First but not least, what are charts?
Charts are the different ways of representing series of statistical data of various types and origins to visually demonstrate how one or more variables evolve in comparison with others, allowing for the accessible representation of complex information.
Next, we will explore the main types of charts:
Bar chart:
They are useful for comparing discrete data, showing trends over time, and plotting multiple data series.
For example, if we want to compare the popularity of different music genres among young people in the city, this information can be represented with a bar chart where each bar represents a specific music genre, and the height of the bar represents the relative popularity of that genre among the surveyed youth, determined by a rating on a scale from 1 to 5.
Pie chart:
They are useful for highlighting proportions. They use circular segments to show the relationship of the parts to the whole.
NOTE: Care should be taken with this type of chart as it can be confusing to differentiate between two parts of the whole that have similar values.
Line chart:
They are useful for showing trends over time and for comparing many data series. Line charts plot data at regular intervals connected with lines.

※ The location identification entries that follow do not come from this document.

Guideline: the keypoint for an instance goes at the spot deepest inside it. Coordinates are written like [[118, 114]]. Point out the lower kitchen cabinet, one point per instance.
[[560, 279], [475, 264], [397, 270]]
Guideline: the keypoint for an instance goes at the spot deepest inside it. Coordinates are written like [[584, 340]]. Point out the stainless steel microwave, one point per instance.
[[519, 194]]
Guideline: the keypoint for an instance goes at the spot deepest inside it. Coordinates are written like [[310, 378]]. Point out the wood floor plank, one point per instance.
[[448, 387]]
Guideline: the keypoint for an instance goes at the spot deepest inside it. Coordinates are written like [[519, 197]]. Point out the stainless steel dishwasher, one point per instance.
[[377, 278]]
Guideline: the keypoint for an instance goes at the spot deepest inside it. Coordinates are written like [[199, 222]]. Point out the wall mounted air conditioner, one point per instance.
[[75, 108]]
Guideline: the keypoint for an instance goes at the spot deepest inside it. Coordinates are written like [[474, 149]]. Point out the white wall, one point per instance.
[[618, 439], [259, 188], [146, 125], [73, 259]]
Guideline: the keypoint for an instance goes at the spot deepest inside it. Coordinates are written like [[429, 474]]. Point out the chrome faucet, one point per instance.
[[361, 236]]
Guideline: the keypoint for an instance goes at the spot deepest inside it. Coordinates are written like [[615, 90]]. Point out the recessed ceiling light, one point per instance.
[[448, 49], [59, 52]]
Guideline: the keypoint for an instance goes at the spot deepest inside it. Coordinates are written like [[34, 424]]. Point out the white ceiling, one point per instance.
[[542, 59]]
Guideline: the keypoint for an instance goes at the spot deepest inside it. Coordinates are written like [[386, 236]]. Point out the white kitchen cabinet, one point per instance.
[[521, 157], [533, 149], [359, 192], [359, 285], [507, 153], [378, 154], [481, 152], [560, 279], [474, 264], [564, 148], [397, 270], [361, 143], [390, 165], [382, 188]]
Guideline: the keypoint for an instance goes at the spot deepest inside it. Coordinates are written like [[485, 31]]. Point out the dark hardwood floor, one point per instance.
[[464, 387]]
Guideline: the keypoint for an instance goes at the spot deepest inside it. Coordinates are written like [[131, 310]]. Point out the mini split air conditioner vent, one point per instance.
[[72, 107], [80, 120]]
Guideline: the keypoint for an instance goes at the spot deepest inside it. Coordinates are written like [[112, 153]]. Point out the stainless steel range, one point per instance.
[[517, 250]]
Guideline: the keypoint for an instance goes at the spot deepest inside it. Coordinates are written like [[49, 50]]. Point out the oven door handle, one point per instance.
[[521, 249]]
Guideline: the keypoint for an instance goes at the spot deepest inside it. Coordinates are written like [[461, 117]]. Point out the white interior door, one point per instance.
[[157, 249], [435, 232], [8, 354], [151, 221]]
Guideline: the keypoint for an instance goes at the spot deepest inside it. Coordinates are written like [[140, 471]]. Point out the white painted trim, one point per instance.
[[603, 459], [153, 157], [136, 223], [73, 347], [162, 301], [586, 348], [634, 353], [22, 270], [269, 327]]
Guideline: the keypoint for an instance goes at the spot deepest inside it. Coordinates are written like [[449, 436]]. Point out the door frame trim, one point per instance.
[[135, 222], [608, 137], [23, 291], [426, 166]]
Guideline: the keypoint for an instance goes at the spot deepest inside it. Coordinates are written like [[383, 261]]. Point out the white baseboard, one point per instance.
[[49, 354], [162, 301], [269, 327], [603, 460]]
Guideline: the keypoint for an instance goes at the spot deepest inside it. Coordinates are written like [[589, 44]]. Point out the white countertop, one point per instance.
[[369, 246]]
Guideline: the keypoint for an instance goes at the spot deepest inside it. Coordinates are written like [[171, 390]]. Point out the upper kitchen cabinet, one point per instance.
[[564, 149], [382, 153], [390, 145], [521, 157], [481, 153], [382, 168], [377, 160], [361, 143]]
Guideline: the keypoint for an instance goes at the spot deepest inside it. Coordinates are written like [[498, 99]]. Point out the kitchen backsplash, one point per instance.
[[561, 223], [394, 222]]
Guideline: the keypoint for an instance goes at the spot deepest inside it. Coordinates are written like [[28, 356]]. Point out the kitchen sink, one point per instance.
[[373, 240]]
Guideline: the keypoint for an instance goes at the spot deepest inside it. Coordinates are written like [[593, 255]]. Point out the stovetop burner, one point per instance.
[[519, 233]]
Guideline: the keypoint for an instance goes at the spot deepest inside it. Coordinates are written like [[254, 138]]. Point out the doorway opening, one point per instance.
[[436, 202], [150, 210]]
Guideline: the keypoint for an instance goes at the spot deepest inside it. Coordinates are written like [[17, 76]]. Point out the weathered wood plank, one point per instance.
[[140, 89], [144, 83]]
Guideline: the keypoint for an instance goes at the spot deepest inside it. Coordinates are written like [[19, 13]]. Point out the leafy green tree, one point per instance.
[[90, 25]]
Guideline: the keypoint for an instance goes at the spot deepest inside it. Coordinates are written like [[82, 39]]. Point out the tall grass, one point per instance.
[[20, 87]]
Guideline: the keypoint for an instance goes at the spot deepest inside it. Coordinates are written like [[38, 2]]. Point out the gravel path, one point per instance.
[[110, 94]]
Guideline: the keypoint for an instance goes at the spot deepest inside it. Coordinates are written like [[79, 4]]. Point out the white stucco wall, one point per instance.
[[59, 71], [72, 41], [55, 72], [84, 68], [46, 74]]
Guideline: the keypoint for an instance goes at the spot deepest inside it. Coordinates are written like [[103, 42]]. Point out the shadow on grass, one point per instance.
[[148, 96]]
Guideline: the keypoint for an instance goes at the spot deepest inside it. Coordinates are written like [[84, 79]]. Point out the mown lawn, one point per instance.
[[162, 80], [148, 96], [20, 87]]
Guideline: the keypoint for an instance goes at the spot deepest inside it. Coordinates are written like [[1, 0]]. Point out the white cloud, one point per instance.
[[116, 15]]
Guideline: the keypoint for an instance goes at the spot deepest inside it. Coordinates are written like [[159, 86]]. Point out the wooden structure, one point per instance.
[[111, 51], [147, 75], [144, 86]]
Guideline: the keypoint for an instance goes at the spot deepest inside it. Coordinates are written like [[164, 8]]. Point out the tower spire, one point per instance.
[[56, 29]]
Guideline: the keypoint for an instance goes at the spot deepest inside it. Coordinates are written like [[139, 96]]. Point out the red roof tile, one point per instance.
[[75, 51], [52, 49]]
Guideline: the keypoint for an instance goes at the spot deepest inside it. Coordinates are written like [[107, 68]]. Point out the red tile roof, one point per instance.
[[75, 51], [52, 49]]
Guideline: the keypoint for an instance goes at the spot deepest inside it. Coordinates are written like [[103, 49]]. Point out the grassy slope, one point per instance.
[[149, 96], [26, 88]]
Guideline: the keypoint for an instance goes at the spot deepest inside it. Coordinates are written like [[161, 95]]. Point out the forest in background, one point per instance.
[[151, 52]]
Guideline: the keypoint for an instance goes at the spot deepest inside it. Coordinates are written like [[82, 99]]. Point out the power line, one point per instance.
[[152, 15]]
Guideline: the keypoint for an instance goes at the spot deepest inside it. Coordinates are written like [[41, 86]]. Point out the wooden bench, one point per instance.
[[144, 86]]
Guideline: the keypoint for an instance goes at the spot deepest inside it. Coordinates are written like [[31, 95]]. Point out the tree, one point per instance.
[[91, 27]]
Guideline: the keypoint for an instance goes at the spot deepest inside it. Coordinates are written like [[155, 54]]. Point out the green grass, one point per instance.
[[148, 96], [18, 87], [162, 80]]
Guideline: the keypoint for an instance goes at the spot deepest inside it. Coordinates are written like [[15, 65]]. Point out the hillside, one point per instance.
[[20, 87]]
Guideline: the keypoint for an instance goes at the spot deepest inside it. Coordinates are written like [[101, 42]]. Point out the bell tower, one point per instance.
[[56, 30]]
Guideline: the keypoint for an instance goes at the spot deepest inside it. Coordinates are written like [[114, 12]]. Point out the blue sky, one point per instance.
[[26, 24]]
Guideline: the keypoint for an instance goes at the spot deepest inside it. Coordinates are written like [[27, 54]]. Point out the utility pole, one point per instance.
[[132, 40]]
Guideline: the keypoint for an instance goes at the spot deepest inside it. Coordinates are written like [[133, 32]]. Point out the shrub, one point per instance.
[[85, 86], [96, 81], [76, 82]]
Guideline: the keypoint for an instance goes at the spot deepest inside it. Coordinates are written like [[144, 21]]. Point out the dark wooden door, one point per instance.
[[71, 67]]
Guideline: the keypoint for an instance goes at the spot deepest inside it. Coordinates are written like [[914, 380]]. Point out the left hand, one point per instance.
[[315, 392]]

For example, let's say we are analyzing the evolution of daily temperatures during a week in a specific city. We could represent this information using a line chart, where the horizontal axis represents the days of the week and the vertical axis represents temperatures in Celsius degrees. Each point on the line represents the temperature recorded for a specific day, and by plotting a line through these points, we can visualize how temperatures change throughout the week. This would help us identify weather patterns, such as temperature fluctuations or warming/cooling trends during the analyzed period.
Scatter plot:
They use data points to plot two measures anywhere on a scale, not just with regular scale markings.
For example, let's imagine we are studying the relationship between the number of study hours and the grades obtained in an exam for a group of students. We could represent this information using a scatter plot, where each point on the plot represents a student. On the horizontal axis, we represent the study hours, and on the vertical axis, we represent the grades obtained in the exam. Each point on the plot represents a pair of values: the study hours of a student and their grade on the exam. By observing the general pattern of dispersion of points on the plot, we can determine if there is any relationship between the number of study hours and the grades obtained. This would help us better understand the influence of study time on academic performance.
Box and whisker plot:
A box and whisker plot shows the distribution of data in quartiles, highlighting the average and outliers. The boxes may have lines extending vertically called "whiskers". These lines indicate variability outside the upper and lower quartiles, and any point outside these lines or whiskers is considered an outlier.
For example, let's imagine a retail company operating in various geographic regions needs to analyze the sales of its products in each of them. The vertical axis of the plot will represent sales, while the horizontal axis will show the regions.
Each region will have its own box with upper and lower limits, indicating the interquartile range, and the whiskers will show the minimum and maximum values. This will allow for quickly identifying regions with higher and lower sales, as well as those with greater variability in their results.
Histogram:
A histogram is similar in appearance to a bar chart, but instead of comparing categories or looking for trends over time, each bar represents how data is distributed in a single category. Each bar represents a continuous range of data or the number of frequencies of a specific data point.
Histograms are useful for showing the distribution of a single scale variable. Data is grouped and summarized using a percentage or count statistic.
For example, if we want to know the age variation among members of a symphonic band, where on the x-axis we have age ranges and on the y-axis we have the frequency of these data, i.e., the number of people of a specific age.
In summary, charts are fundamental tools in data analysis as they allow for clear and concise visualization of complex information. Each type of chart has its specific utility, from comparing discrete data to showing trends over time or highlighting proportions.
Bar charts are ideal for comparing data and showing trends over time, while pie charts are effective for highlighting proportions. On the other hand, line charts are excellent for visualizing temporal trends, and scatter plots are useful for identifying relationships between two variables.
By understanding which type of chart to use in each situation, data analysts can effectively communicate their findings and facilitate informed decision-making. Finally, mastering the use of these charts is essential to fully harness the potential of data and gain valuable insights for any organization.